Major League Baseball’s imposed deadline for a collective bargaining agreement to be in place to avoid disruption to the regular season is tonight, and the league has already stated its willingness to cancel a month of regular season play. In response, a few players have taken to social media with seemingly tongue-in-cheek suggestions they could look into the possibility of playing in foreign leagues.
Reigning NL MVP Bryce Harper posted a picture of himself on Instagram donning a Yomiuri Giants uniform (h/t to Britt Ghiroli of the Athletic). The Giants, based in Tokyo, are a member of Japan’s Nippon Professional Baseball. Braves reliever Luke Jackson tagged the Mexican League’s Toros de Tijuana in a tweet implying he could be available to sign there. Yankees outfielder Joey Gallo joked about creating a self-deprecating profile on LinkedIn (on Twitter).
Pointed quips aside, it’s not out of the realm of possibility that some players could pursue opportunities in foreign leagues if the lockout lingers into the start of other countries’ seasons. As Ken Rosenthal of the Athletic points out (on Twitter), guidance provided by the MLB Players Association to players and their representatives last November stated the union would back any effort by a player who wanted to make the jump from an MLB 40-man roster to a foreign league. “The PA would challenge any attempts by MLB to interfere with Players who choose to participate in a foreign league during a lockout,” the union wrote, shortly before the league implemented the lockout. “During the 2004-05 work stoppage, a large number of NHL players chose to play internationally.”

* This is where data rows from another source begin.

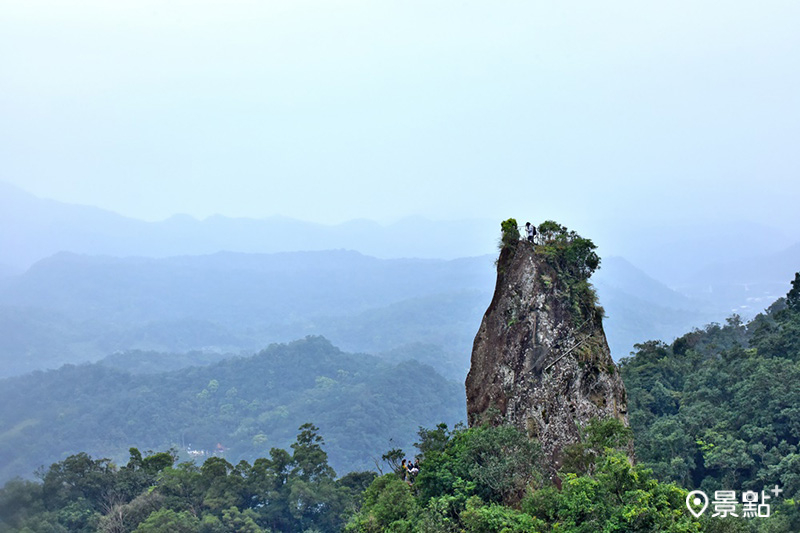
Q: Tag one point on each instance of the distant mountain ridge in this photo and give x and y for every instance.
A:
(33, 228)
(74, 308)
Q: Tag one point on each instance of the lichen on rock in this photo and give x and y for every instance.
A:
(540, 360)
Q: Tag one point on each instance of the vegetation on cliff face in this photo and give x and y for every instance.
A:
(572, 258)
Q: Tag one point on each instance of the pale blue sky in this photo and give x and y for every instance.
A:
(327, 111)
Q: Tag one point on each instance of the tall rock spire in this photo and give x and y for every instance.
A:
(540, 360)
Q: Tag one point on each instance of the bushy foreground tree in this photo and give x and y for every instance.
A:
(487, 479)
(291, 492)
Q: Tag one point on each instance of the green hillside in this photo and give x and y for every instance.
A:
(244, 406)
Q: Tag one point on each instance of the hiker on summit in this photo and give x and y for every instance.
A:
(531, 229)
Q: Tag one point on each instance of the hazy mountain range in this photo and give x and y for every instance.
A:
(78, 283)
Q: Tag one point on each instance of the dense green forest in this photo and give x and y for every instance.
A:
(716, 409)
(720, 407)
(241, 407)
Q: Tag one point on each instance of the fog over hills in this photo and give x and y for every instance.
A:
(78, 283)
(32, 229)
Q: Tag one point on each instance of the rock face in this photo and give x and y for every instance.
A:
(538, 362)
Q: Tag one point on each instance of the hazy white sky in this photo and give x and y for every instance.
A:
(333, 110)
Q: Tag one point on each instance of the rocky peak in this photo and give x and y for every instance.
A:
(540, 359)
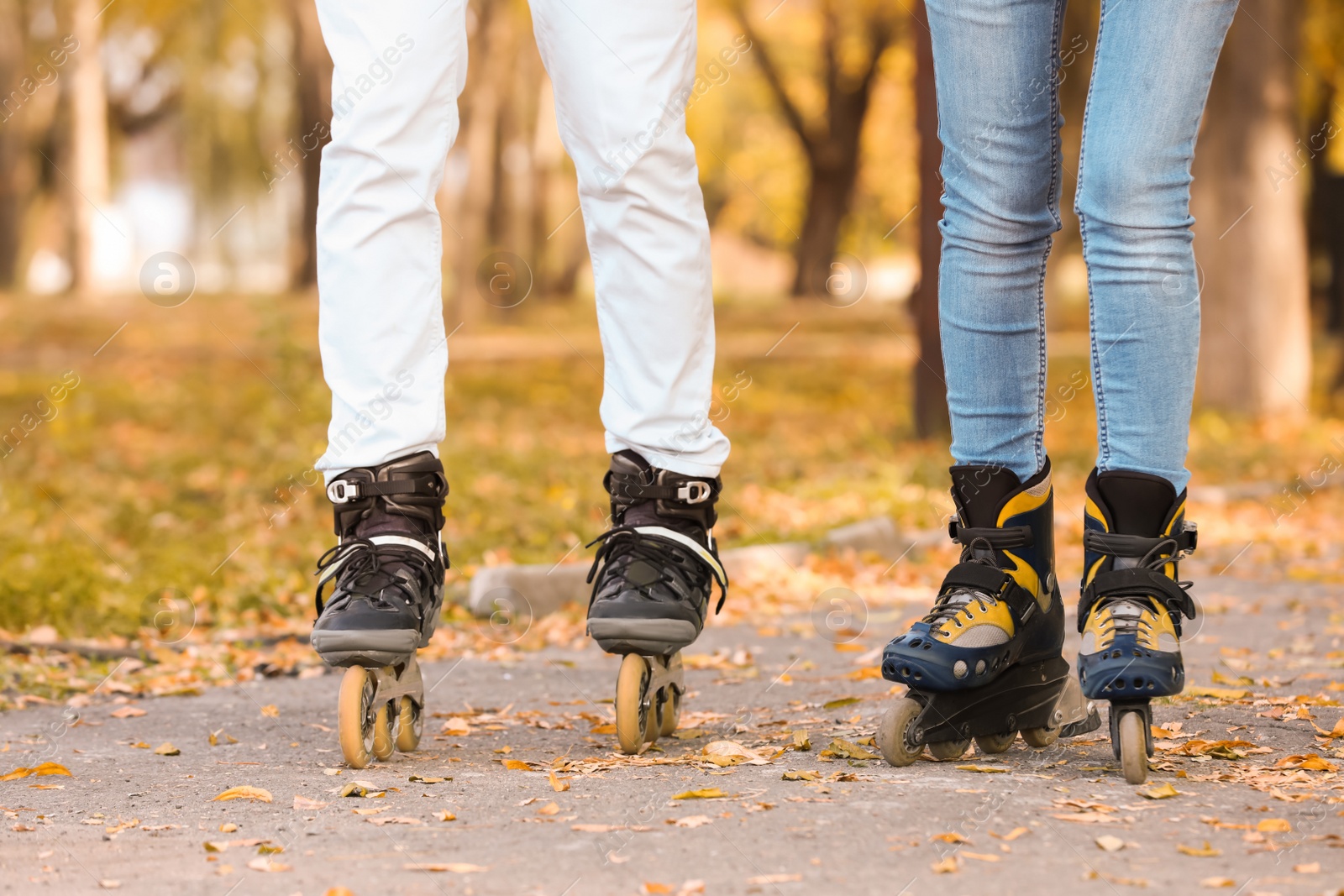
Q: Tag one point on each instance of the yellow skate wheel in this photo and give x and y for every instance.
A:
(632, 714)
(353, 714)
(996, 743)
(1133, 747)
(385, 739)
(894, 732)
(410, 723)
(949, 748)
(1041, 738)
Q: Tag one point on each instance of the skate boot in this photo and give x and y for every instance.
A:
(1132, 605)
(655, 575)
(985, 661)
(386, 579)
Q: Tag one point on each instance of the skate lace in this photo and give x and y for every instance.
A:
(674, 566)
(367, 569)
(1128, 614)
(951, 604)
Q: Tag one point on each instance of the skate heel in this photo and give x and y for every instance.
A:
(648, 699)
(380, 711)
(1041, 700)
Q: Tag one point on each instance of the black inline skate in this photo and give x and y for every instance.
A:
(1132, 605)
(387, 589)
(655, 575)
(985, 661)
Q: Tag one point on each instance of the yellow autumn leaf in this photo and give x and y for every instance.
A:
(1162, 792)
(245, 793)
(1206, 852)
(705, 793)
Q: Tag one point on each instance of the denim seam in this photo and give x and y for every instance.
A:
(1099, 390)
(1053, 201)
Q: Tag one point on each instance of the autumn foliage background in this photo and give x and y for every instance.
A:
(168, 450)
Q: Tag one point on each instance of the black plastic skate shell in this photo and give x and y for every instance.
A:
(1038, 699)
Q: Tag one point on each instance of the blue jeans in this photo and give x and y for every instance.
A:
(998, 66)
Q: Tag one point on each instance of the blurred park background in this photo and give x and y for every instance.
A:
(152, 445)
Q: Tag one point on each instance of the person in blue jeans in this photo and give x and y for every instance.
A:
(998, 66)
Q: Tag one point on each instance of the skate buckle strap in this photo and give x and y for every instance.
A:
(1137, 582)
(347, 490)
(685, 490)
(1014, 537)
(995, 582)
(328, 573)
(1135, 546)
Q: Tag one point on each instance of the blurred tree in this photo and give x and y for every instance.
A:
(931, 399)
(89, 177)
(1252, 244)
(851, 43)
(13, 144)
(315, 117)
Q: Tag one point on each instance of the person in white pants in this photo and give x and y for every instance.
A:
(622, 74)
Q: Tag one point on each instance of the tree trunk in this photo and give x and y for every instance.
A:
(830, 192)
(931, 406)
(1252, 242)
(481, 145)
(89, 143)
(13, 192)
(315, 117)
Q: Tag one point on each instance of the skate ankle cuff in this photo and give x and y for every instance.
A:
(1014, 537)
(1180, 544)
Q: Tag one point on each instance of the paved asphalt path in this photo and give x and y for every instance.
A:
(138, 821)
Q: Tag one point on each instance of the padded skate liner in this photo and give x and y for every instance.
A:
(664, 636)
(396, 641)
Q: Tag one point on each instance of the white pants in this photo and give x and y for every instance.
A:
(622, 73)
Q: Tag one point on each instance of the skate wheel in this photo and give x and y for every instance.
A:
(410, 723)
(1041, 738)
(353, 714)
(996, 743)
(385, 739)
(632, 712)
(894, 732)
(669, 712)
(949, 748)
(1133, 747)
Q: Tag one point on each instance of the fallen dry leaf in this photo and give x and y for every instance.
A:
(1206, 852)
(692, 821)
(39, 770)
(1162, 792)
(245, 793)
(948, 866)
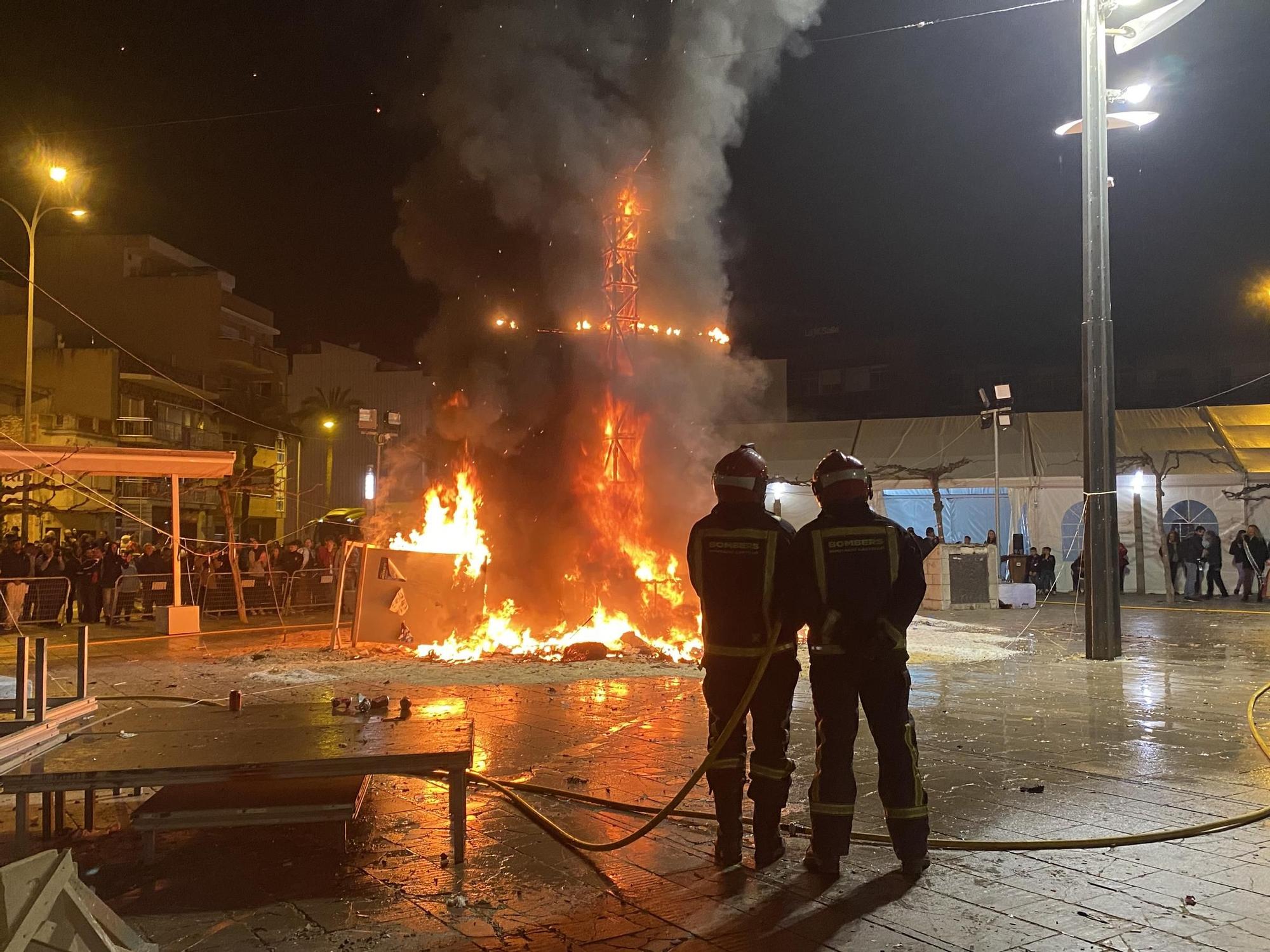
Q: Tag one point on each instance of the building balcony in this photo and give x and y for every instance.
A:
(145, 431)
(244, 359)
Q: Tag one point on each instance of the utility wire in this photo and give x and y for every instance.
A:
(190, 390)
(1229, 390)
(199, 120)
(919, 25)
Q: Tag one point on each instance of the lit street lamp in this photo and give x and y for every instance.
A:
(1102, 558)
(330, 427)
(57, 175)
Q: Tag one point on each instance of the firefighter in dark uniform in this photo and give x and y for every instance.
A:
(739, 563)
(860, 583)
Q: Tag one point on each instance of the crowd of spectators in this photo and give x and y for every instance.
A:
(112, 581)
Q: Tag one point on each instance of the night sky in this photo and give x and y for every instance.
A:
(907, 182)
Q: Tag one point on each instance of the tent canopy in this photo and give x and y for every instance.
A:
(117, 461)
(1215, 442)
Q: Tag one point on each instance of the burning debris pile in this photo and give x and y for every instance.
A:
(585, 428)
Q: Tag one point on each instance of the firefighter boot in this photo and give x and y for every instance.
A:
(769, 846)
(728, 795)
(915, 866)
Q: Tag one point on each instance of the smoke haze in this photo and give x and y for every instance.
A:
(539, 110)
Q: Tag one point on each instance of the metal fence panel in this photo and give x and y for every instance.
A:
(157, 590)
(316, 588)
(261, 593)
(34, 601)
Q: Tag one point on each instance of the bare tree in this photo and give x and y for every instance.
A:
(933, 477)
(1160, 465)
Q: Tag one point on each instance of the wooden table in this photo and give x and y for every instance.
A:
(159, 747)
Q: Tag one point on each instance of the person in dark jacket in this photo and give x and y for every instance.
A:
(1192, 553)
(1047, 569)
(90, 586)
(70, 572)
(1258, 554)
(859, 585)
(1243, 567)
(739, 564)
(112, 568)
(1213, 560)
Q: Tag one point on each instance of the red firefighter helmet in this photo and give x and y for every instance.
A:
(841, 477)
(741, 477)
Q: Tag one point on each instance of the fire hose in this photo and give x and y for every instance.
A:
(512, 790)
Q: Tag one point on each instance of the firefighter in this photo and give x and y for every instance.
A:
(860, 583)
(739, 563)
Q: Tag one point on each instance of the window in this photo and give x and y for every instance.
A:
(1186, 516)
(1074, 532)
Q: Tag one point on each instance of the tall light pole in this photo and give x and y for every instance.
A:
(57, 175)
(1100, 562)
(1102, 557)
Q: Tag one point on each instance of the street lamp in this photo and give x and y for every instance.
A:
(1102, 558)
(330, 427)
(57, 175)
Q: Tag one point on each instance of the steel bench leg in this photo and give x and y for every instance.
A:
(458, 813)
(21, 821)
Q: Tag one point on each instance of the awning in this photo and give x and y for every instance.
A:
(117, 461)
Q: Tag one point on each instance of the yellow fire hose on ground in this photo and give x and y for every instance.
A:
(512, 790)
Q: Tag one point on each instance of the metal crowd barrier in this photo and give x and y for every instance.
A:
(261, 593)
(39, 601)
(314, 588)
(157, 590)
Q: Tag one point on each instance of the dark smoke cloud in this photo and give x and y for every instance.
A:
(540, 106)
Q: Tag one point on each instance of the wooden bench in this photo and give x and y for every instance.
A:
(197, 807)
(166, 747)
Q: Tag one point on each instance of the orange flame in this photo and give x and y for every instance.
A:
(450, 525)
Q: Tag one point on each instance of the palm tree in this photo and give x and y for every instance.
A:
(327, 408)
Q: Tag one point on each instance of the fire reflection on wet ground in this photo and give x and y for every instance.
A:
(1153, 741)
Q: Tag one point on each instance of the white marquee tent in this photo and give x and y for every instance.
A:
(1217, 451)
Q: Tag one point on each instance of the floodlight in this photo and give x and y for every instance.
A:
(1153, 23)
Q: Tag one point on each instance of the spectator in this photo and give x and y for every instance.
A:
(1173, 550)
(126, 590)
(1046, 572)
(70, 572)
(49, 595)
(13, 567)
(1258, 553)
(1192, 552)
(112, 568)
(1243, 567)
(90, 586)
(1213, 560)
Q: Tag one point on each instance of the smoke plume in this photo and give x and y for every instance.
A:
(540, 106)
(539, 111)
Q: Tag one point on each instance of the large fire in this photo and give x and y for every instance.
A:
(632, 568)
(450, 525)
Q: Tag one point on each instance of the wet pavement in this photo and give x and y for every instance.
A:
(1156, 739)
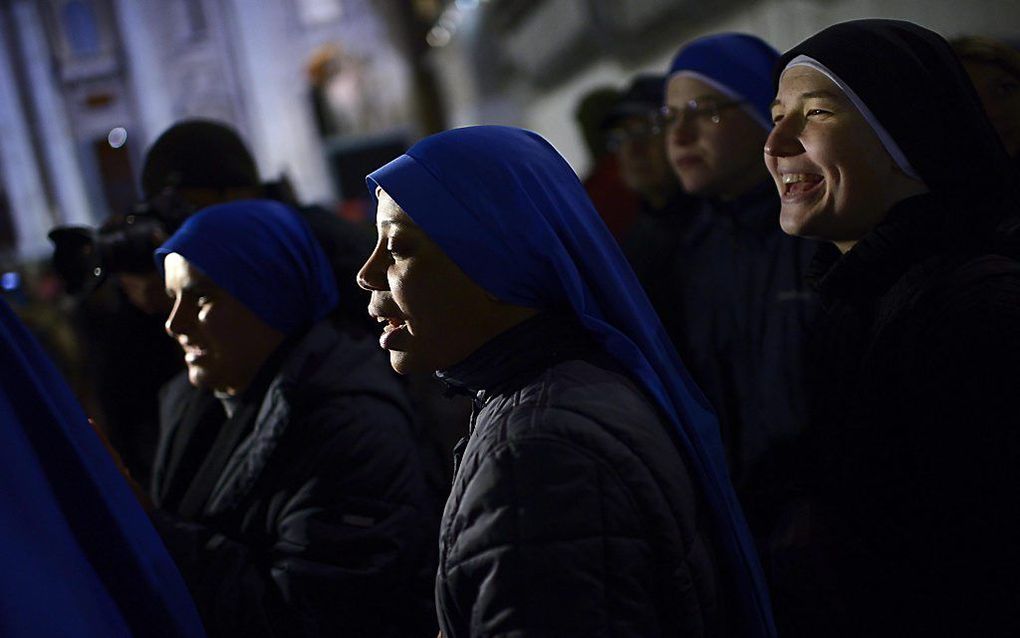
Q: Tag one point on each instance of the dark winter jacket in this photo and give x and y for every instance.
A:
(572, 512)
(309, 519)
(913, 458)
(728, 285)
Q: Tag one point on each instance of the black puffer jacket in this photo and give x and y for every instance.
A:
(572, 512)
(912, 463)
(314, 520)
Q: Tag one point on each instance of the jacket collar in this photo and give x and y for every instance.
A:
(912, 232)
(510, 358)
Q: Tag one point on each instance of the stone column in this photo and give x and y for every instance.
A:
(55, 133)
(18, 163)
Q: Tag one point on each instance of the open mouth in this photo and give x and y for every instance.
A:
(193, 353)
(393, 331)
(798, 185)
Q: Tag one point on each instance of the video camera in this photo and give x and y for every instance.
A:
(84, 256)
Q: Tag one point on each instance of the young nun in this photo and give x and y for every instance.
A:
(881, 149)
(591, 496)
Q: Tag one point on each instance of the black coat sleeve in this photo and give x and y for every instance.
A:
(341, 547)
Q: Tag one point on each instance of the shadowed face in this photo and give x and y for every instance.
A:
(714, 146)
(432, 314)
(1000, 93)
(835, 180)
(224, 343)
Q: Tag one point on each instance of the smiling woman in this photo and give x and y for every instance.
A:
(912, 459)
(287, 483)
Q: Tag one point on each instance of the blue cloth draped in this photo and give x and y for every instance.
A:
(509, 210)
(264, 254)
(78, 555)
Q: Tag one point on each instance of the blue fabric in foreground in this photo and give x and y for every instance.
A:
(78, 554)
(509, 210)
(264, 254)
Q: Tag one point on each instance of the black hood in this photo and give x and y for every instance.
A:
(916, 87)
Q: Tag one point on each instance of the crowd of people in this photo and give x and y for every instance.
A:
(772, 390)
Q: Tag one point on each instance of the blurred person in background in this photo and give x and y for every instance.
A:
(591, 496)
(288, 484)
(635, 133)
(192, 164)
(995, 69)
(912, 462)
(731, 291)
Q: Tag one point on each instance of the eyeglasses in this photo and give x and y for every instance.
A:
(696, 110)
(634, 131)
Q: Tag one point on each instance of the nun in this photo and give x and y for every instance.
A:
(881, 150)
(78, 555)
(288, 484)
(591, 496)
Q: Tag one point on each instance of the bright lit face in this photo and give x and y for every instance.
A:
(712, 158)
(834, 178)
(224, 343)
(432, 314)
(1000, 93)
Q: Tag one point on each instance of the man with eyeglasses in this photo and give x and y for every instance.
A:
(634, 132)
(730, 288)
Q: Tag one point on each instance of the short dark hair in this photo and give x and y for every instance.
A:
(198, 153)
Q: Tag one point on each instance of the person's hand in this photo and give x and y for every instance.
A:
(140, 493)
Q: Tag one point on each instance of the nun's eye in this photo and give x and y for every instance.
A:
(1007, 88)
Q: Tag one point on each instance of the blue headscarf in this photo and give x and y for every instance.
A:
(264, 254)
(78, 555)
(737, 65)
(509, 210)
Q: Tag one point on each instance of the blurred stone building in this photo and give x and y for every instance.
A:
(326, 90)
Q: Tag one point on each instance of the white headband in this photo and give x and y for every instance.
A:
(890, 146)
(745, 105)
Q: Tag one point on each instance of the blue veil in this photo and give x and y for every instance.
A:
(78, 555)
(264, 254)
(509, 210)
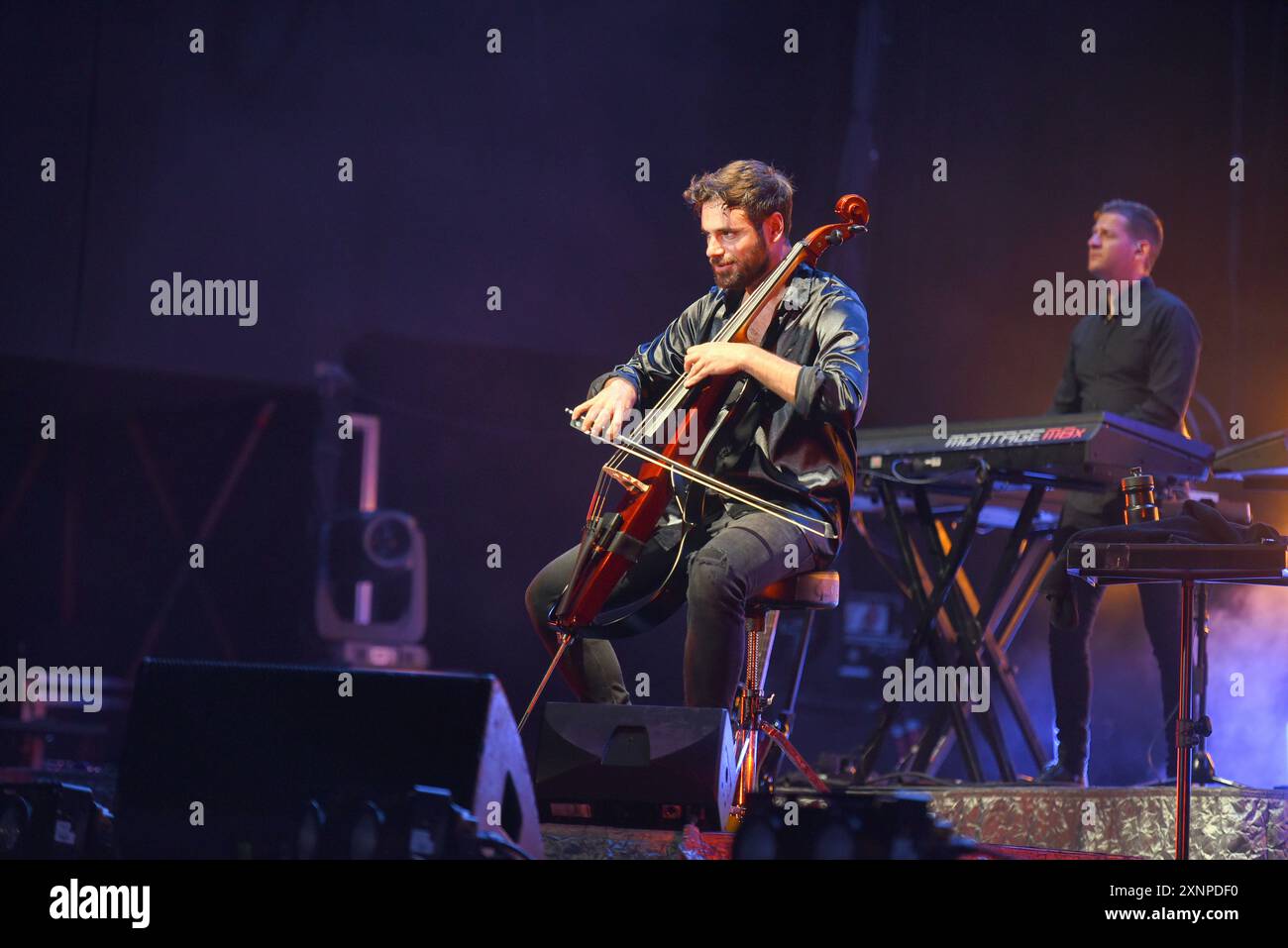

How many players would have interest in exploring that possibility remains to be seen. It’d certainly register as a surprise if a star like Harper or Gallo — each of whom has already banked notable earnings in their careers, albeit to different extents — made that kind of move. However, players on the fringes of 40-man rosters could more earnestly pursue those opportunities if they present themselves. Even in offseasons unaffected by a work stoppage, it’s not uncommon to see players at the very back of rosters request their release to head to a foreign league like NPB or the Korea Baseball Organization. Those deals typically come with a guaranteed salary greater than what the player might’ve made shuttling between the majors and Triple-A (and sometimes even above the MLB minimum salary).
It doesn’t seem likely we’ll see an exodus of big leaguers heading to Asian leagues. NPB and Taiwan’s Chinese Professional Baseball League limit each team to carrying four foreign-born players on their active rosters at any given time. The KBO caps teams to three foreign players with salary maximums. All KBO foreign roster spots for 2022 are already accounted for, and NPB and CPBL teams would face similar challenges in accommodating multiple players.
That’s not to say players would be completely devoid of opportunities though. The Mexican League, in particular, could be a destination. While that league places a limit of seven foreign players per team, it exempts foreign-born players of Mexican descent from that list. As Joseph Bien-Kahn of GEN explored in 2019, that loophole has incentivized teams signing players born outside of the country to search for any semblance of Mexican heritage in the player’s genealogy.
Whether any players will choose that route remains to be seen. The lockout doesn’t seem to be on the verge of a resolution, and big league players are facing the possibility of lost game checks. The MLBPA has stockpiled a strike fund in recent years, from which union members will receive stipends for an indeterminate period of time if the lockout continues. (MLBTR’s Steve Adams broke down that system in greater detail this afternoon). The chance to play in a foreign league could allow some players to supplement their income, however. If MLB indeed follows through on its stated amenability to canceling games, it’s possible the union’s support for players pursuing foreign opportunities could spur some to explore that avenue.